Ethicist sketches 4 models of ‘ethics by design’ for AI decision-making, calling for education and collaboration before programming

As we progress further into a world with decision-making machines, pioneering AI ethicist Dr. Paul Root Wolpe urged XPONENTIAL attendees in his keynote Wednesday not to let ethics be an afterthought. 

“It has to be ethics by design,” said Wolpe, director of  Emory University’s Center for Ethics.

Wolpe, whose career has included 17 years as NASA’s first senior bioethicist, emphasized that humans have a lot of collaborative decisions to make about the values they want machines to consider and how those values should be weighted when they inevitably come into conflict.
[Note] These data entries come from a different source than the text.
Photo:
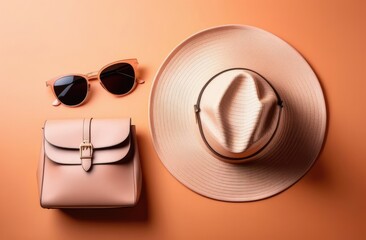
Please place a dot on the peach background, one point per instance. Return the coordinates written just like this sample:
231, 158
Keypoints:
42, 39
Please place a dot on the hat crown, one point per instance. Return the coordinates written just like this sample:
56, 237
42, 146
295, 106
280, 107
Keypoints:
238, 113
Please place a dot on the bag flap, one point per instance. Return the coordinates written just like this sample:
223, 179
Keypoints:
110, 139
103, 132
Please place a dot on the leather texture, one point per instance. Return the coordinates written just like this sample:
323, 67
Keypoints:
111, 177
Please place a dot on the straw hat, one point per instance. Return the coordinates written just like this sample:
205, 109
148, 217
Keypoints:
237, 114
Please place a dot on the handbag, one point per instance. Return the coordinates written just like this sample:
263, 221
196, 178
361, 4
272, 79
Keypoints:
89, 163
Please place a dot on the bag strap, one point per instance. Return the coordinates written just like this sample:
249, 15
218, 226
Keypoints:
86, 147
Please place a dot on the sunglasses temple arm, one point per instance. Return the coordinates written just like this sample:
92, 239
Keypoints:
56, 103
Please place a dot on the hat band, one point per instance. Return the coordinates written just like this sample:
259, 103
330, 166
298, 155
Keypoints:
197, 110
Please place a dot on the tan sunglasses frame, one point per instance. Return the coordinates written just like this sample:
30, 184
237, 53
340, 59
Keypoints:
95, 76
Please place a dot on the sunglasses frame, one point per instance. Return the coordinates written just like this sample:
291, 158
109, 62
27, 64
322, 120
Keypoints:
91, 76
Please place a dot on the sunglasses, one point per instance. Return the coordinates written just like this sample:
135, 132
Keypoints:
118, 78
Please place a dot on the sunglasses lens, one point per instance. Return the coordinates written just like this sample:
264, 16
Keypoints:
119, 78
71, 90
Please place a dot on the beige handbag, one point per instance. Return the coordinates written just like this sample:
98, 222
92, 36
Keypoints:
89, 163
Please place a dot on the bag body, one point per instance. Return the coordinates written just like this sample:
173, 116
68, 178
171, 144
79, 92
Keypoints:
89, 163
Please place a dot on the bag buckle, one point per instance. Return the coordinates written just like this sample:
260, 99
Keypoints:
86, 154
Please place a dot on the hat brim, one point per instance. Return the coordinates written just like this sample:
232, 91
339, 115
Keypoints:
301, 130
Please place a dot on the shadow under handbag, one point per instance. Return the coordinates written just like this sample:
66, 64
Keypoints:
89, 163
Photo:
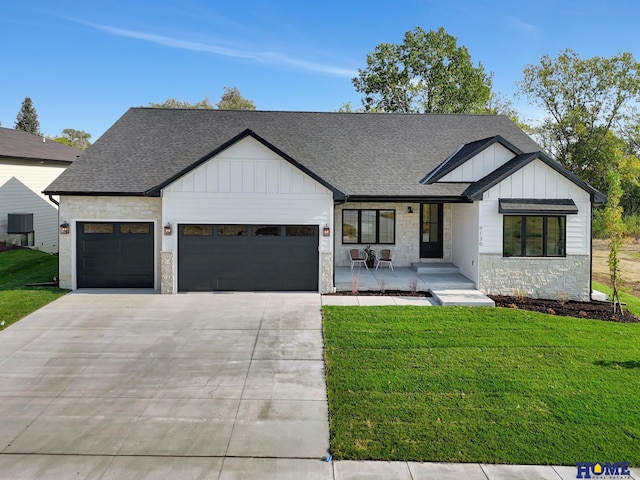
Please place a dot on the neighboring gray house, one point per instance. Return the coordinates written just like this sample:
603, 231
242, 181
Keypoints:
184, 200
28, 163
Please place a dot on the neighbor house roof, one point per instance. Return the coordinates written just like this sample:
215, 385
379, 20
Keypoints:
357, 155
20, 145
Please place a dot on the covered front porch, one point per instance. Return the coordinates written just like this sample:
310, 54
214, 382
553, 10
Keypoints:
443, 280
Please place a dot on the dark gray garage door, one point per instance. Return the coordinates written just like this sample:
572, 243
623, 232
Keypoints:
114, 255
247, 258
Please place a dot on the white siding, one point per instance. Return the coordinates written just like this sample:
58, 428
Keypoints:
21, 186
248, 184
480, 165
15, 197
465, 238
536, 180
34, 174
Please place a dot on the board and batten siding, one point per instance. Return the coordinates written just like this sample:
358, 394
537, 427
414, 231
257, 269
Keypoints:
538, 277
247, 184
465, 238
480, 165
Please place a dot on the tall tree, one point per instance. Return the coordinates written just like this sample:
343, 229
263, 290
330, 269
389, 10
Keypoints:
427, 73
614, 228
586, 100
232, 99
27, 119
74, 138
204, 104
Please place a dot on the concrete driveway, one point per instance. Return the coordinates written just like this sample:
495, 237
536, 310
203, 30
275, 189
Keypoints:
134, 385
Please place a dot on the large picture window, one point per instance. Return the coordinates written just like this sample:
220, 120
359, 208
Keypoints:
534, 236
369, 226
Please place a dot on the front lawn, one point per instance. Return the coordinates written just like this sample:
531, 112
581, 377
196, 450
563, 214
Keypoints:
17, 268
453, 384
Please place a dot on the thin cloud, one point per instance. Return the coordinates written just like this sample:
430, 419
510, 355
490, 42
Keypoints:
525, 28
270, 58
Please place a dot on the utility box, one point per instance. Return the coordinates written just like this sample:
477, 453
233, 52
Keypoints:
19, 222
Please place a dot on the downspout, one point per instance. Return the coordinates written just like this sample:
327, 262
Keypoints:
591, 254
55, 202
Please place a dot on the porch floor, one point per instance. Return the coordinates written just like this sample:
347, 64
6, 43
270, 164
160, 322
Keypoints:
447, 288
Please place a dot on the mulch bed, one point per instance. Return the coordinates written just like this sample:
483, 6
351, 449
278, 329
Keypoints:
377, 293
591, 310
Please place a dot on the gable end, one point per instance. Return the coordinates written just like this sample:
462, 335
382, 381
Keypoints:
155, 191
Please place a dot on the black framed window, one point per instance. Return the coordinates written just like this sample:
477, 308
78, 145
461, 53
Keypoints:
534, 236
369, 226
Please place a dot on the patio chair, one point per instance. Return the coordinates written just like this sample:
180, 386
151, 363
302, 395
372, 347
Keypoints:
359, 257
385, 256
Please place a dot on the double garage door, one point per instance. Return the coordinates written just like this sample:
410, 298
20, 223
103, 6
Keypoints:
247, 257
210, 257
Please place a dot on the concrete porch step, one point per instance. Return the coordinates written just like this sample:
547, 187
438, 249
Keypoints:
461, 298
434, 268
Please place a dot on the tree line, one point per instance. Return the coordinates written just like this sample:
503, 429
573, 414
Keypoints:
590, 125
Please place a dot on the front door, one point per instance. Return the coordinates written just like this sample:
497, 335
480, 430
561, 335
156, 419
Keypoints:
431, 230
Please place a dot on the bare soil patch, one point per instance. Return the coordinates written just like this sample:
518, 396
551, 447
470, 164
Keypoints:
589, 310
629, 263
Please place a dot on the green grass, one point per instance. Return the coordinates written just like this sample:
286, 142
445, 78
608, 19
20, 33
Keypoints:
633, 303
17, 268
481, 385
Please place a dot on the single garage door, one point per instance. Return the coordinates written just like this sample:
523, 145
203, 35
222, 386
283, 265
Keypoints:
114, 255
247, 257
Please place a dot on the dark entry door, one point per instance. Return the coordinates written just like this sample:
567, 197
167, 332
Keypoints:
431, 242
247, 257
114, 254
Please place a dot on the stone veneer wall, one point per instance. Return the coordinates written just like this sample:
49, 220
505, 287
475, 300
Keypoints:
102, 208
407, 246
551, 278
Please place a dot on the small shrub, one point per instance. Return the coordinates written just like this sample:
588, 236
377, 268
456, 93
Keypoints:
355, 282
413, 285
519, 295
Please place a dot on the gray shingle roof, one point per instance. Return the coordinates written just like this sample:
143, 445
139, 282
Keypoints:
21, 145
465, 153
358, 154
477, 189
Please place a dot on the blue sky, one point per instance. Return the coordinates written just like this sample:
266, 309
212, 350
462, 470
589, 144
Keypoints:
84, 63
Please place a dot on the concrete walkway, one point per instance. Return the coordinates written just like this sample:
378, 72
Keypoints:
115, 385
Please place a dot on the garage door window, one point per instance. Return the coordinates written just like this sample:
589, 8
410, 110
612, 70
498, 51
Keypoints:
263, 231
232, 230
198, 230
300, 231
98, 228
140, 228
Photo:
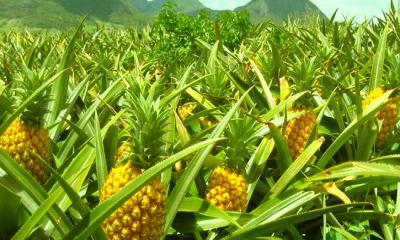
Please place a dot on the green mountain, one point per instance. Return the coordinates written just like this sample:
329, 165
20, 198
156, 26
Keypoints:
153, 7
66, 13
279, 10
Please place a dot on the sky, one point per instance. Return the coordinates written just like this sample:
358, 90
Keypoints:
360, 9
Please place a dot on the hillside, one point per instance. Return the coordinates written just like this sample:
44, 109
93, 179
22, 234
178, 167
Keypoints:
278, 11
66, 13
153, 7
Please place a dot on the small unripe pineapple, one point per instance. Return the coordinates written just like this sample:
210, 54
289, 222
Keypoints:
227, 190
20, 139
298, 131
186, 110
123, 150
142, 216
387, 115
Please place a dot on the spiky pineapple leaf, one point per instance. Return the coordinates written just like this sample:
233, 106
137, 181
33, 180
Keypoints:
90, 223
191, 171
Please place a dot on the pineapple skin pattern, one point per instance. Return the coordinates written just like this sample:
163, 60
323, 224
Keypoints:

He then offered four models, each assigning progressively more decision-making autonomy to machines, to get the conversation started.   

‘Right vs right’

Wolpe explained that humans look at ethical choices through an incredibly complex lens that layers personal ideals – such as honesty, compassion, individuality and solidarity – over cultural priorities, relational context, and irrational quirks.
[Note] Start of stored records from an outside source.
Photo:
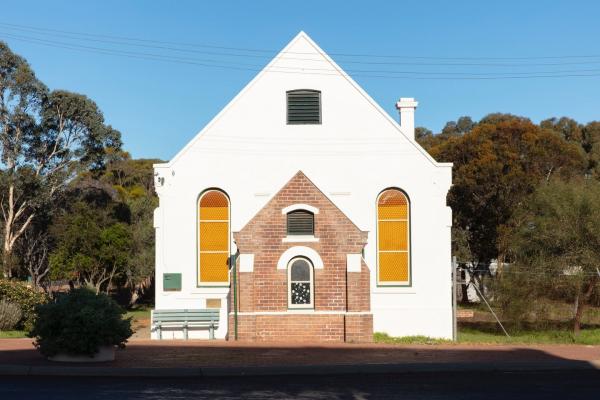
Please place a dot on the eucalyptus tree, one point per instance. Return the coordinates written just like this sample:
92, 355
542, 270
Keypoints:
46, 137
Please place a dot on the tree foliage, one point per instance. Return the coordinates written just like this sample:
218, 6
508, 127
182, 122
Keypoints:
555, 245
497, 164
46, 138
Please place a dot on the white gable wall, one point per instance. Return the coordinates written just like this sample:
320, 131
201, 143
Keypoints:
249, 152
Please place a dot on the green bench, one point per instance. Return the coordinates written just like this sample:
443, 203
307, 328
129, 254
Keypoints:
186, 319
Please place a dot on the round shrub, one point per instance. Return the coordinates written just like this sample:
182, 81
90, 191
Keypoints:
26, 298
10, 315
79, 323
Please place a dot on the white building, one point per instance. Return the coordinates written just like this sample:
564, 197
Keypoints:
316, 189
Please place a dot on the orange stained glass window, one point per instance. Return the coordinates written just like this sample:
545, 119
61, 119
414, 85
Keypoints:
213, 237
393, 238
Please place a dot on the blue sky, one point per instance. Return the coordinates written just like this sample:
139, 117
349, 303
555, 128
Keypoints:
159, 106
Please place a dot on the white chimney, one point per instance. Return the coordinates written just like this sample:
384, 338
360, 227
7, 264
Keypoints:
407, 106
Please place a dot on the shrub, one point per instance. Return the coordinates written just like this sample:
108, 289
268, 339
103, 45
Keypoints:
10, 315
26, 298
79, 323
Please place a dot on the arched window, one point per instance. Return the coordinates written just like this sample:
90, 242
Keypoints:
213, 237
393, 238
300, 283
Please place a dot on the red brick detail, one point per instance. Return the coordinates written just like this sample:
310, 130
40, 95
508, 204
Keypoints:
359, 328
265, 289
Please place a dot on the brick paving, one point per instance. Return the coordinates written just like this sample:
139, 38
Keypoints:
165, 354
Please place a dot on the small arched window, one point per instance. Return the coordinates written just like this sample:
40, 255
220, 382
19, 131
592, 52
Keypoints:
213, 237
393, 238
300, 223
303, 107
300, 283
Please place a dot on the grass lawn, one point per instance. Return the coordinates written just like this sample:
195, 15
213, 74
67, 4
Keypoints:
12, 334
472, 335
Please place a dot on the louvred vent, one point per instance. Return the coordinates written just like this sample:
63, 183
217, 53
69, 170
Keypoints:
303, 107
300, 222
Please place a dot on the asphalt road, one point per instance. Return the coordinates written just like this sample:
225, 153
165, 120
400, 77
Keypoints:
504, 386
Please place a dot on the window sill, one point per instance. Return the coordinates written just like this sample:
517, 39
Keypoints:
300, 310
300, 239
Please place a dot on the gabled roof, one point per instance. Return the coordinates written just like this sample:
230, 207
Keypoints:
312, 190
268, 69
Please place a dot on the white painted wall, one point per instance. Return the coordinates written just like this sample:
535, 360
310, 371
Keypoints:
249, 152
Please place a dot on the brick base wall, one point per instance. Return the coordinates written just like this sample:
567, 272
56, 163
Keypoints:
304, 328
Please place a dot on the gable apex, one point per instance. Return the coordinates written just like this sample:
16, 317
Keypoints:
292, 62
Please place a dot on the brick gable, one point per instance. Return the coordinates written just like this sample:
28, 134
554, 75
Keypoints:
263, 293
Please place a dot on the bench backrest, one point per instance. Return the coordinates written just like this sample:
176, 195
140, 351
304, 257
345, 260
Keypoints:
186, 315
The process varies from person to person, community to community, nation to nation, and it could vary greatly from manufacturer to manufacturer, machine to machine. Recognizing the variation and its underpinnings is important because it underscores the range of choices society must make when it comes to AI.

“What’s the point of all this? It’s that ethical decisions are not about right vs. wrong,” Wolpe said. “Ninety-nine percent of the time, they’re about two rights in conflict, two values that cannot both be honored, that cannot both be satisfied. A right vs. a right.”
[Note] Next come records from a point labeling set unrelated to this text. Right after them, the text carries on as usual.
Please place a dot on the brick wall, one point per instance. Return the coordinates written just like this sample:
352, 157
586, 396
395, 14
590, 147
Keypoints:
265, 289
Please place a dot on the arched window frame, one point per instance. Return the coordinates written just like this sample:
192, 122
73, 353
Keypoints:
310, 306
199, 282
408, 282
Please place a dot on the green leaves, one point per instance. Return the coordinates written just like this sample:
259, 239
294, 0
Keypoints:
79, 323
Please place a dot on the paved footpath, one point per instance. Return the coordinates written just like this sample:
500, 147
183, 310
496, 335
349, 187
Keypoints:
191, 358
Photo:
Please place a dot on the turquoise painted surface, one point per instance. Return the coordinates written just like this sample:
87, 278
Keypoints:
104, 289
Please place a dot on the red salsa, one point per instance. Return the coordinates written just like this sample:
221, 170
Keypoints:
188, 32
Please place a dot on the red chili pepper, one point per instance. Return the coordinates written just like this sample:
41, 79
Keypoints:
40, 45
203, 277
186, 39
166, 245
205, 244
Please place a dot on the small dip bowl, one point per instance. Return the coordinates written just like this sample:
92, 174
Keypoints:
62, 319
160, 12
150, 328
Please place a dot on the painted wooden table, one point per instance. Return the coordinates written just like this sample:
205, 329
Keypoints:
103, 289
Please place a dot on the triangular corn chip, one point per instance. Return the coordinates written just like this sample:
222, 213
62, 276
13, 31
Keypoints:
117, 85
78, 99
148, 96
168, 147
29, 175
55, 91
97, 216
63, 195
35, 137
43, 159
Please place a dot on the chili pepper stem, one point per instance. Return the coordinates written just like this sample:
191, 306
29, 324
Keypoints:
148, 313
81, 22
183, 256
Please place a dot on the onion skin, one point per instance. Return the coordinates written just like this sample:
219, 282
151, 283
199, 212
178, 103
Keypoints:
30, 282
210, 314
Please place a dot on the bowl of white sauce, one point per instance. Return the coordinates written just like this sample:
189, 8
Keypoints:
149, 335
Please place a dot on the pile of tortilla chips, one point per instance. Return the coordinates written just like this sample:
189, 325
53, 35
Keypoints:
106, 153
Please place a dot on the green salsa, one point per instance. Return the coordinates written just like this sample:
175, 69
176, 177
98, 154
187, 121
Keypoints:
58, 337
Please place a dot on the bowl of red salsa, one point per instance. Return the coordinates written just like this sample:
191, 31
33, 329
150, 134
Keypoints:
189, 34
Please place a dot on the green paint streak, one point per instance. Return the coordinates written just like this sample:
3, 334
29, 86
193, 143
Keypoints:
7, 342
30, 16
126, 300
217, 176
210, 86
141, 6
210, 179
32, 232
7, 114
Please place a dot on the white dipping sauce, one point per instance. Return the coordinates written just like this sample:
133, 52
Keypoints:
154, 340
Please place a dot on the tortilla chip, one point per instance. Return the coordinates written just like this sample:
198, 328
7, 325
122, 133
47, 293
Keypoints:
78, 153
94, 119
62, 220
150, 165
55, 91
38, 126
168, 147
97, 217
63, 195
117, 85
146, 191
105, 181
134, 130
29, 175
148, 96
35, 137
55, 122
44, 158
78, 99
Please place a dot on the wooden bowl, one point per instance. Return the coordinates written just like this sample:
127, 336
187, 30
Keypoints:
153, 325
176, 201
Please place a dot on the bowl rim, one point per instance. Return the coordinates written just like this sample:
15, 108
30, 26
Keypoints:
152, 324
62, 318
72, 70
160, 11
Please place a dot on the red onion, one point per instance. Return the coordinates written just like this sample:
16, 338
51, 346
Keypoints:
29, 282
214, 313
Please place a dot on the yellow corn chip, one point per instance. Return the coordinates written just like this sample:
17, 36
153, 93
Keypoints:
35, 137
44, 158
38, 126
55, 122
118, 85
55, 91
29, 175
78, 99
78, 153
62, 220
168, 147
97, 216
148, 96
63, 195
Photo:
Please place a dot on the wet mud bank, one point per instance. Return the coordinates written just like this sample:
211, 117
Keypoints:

Wolpe also emphasized that machines can never be truly autonomous or accountable, in the philosophical sense, because they lack free will. The parameters and purposes of their choices are set by humans.

“We can’t hold AI morally culpable for its ethical decisions,” he said. “We have to hold some human agency behind that AI (accountable), … whether it’s the programmers, the inventers, the owners, whatever it might be.”

Machines can’t be morally accountable, but they can shape morality – as key components of “sociotechnical systems,” Wolpe said. For example, the plow brought about the evolution of farming communities, and the airplane dramatically increased human mobility.

“The technologies we create,” he said, “reciprocally imbue us with moral dilemmas.” 

Four sketches

Wolpe didn’t recommend a particular set of parameters for ethical AI, but he offered four models to consider.

  1. Ethically naïve AI. This model would keep AI in a category similar to service animals – programmed to handle specific situations in a predetermined way.

  2. Permission-seeking AI. This model would direct AI to make relatively basic, simple ethical decisions and to alert a human supervisor if more complex problems arise.

  3. Ethically programmed AI. This model would call for humans to program machines with ethical algorithms that would guide decisions.

  4. Case-based AI. This model would enable AI to examine millions of decisions and teach itself how to respond, in much the way that language is learned by listening. 

Each model would have pros and cons and shouldn’t be considered a solution. The answer will come through proactive collaboration, Wolpe said.

“First of all, we need to negotiate these standards together. Second, we have to do the hard work of ethical preparation before programming. We can’t try to retrospectively fix the ethical dilemmas, and that takes some real insight into the implications of decision-making from an ethical perspective.”